Ernst und aufmerksam stehen  Kinder am Straßenrand und wollen Tomaten verkaufen. Wie weit mag ihr Weg sein, den sie barfuß und schwer beladen gehen müssen, bis sie zur Hauptstraße kommen? Bis hierher, wo die Autobesitzer, die Gewinner also,  flüchtig vorbeirollen. Sind wir, die Fremden, Teil ihres Sehnens? Wir halten bei einem. In wenigen Minuten sind wir umringt von zirka zwanzig kleinen Händlern. Ihre abgemagerten Körper bedecken entweder  Pyjamas, ähnlich der alten Taliban-Zwangs-Kleidung, oder verschlissene Hosen – nur von einer Schnur gehalten.
Ich sehe in Kindergesichter mit tiefen Falten um den Mund und Tränensäcken unter den Augen, und dann kaufe ich Tomatenmengen, die bis zum Jahresende ausreichen.  Sie bedanken sich überschwänglich - und schon sind wir aus ihrem Gesichtskreis verschwunden. Zu schnell. Die Straße steigt leicht in Richtung Gebirge, verbessert ihren Belag sogar bis zur kompletten Asphaltierung. „Wir durchqueren jetzt  zwei Stammesgebiete,“ erklärt unser afghanischer Außenamts-Beamter „deren Kommandanten, Abu Sayaf und Mullah Esat, zwar Nachbarn sind, aber keine Freunde. Auch im Jahr des Herrn 2007 und im Jahr des Propheten 1386 bekriegen sie sich, jetzt allerdings vorwiegend mit politischen Mitteln. Es geht immer um Macht, nicht um Frieden.“ Komplexe, deren innerer Zusammenhang  uns Ortsfremden kaum erkennbar ist.

Erkennbar sind plötzlich in der Ferne zwei querstehende Pkws. Versperren die etwa unseren Weg?  Unser Wagen  nähert sich vorsichtig.  Die Behinderung löst sich zwar auf, aber sie nimmt uns in die Zange: Ein Wagen fährt vor uns, der andere verfolgt uns von hinten. In jedem erkenne ich vier finstere Gestalten in Militärklamotten. Sie halten  Kalaschnikoffs  zwischen den Knien. „Das war’s dann wohl“, denke ich, während sich unser afghanischer Freund fürsorglich nach meiner Angst erkundigt.  Eine Angst, die über diese Straße heranrollt, zielgerichtet bei mir ankommt und sich ganz dicht an meinen Nerven festsetzt.
Entführung hier und jetzt? Und dann noch selbst verschuldet? Nach der Entführung dreier Deutscher und dem traurigen Tod dreier deutscher Polizisten dürfen sich Botschaftsmitarbeiter, auch Militärs nur unter Einhaltung strengster – fast selbstquälerischer-  Sicherheitsregeln aus ihren Festungen herauswagen. Wir haben das ignoriert.
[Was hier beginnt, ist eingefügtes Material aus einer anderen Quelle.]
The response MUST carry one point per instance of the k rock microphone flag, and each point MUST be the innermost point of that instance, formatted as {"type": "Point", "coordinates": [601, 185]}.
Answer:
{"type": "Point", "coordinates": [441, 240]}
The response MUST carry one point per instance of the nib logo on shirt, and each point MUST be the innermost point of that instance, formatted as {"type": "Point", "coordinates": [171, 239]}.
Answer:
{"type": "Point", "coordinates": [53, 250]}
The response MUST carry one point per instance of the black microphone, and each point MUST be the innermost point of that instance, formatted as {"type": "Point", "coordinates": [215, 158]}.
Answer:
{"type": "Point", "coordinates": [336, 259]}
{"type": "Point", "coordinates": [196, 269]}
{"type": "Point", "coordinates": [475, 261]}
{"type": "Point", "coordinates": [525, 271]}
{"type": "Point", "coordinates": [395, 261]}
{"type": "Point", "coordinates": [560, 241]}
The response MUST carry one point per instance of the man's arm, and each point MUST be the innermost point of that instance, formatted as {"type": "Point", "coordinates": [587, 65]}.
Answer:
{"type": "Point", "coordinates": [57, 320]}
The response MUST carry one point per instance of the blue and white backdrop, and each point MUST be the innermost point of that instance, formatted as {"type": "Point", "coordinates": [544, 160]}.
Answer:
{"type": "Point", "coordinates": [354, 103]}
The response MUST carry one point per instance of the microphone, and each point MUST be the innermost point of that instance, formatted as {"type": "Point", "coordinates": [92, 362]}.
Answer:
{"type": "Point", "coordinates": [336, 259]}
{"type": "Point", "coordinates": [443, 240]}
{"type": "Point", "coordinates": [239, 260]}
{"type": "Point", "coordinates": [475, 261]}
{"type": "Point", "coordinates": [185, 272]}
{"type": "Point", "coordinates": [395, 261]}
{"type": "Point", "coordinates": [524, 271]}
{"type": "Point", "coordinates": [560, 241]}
„Die Menschen sehen in dieser Gegend alle so aus“, höre ich den Freund  aufmunternd sagen. Misstrauisch beobachte ich unsere Eskorte.
In Paghman angekommen, parkt die einfach vor einem Tor. Wollten diese acht Afghanen wirklich nur an diesem Nachmittag bei ihrer Verwandtschaft bewaffnet Tee trinken?
Sollte auch  mir -  bei der allgemeinen  aufgeregten Fokussierung auf Afghanistan -  jegliches  Augenmaß  verloren gegangen sein? Kommt es nicht rund um den Globus  täglich zu Kriminalität? Da wird zur Durchsetzung sozialer oder politischer Anliegen gemordet und  erpresst -  nicht nur am Hindukusch. 

 Sieben Jahre hatten die Russen versucht, Paghman, das Paradies Afghanistans, einzunehmen. Während der Fahrer den Vierradwagen weiter hinauf  in die Berge quält, schwärmt unser Begleiter:  „Diese Gegend hier war voller blühender Gärten und fruchtbarer Felder. Sie war die exquisite Sommerfrische der Hauptstädter“. Meine Angst löst sich in Staunen auf: Ich höre einen rauschenden Bach, das Geklapper von Teegeschirr, ich schnuppere Bergluft, vermischt mit gegrilltem Kebab und sehe ringsherum Männer, die anstelle von Waffen  dicke Lavendelsträuße tragen. Unter schattigen Bäumen liegen Teppiche und  Polster, die zum Verweilen einladen.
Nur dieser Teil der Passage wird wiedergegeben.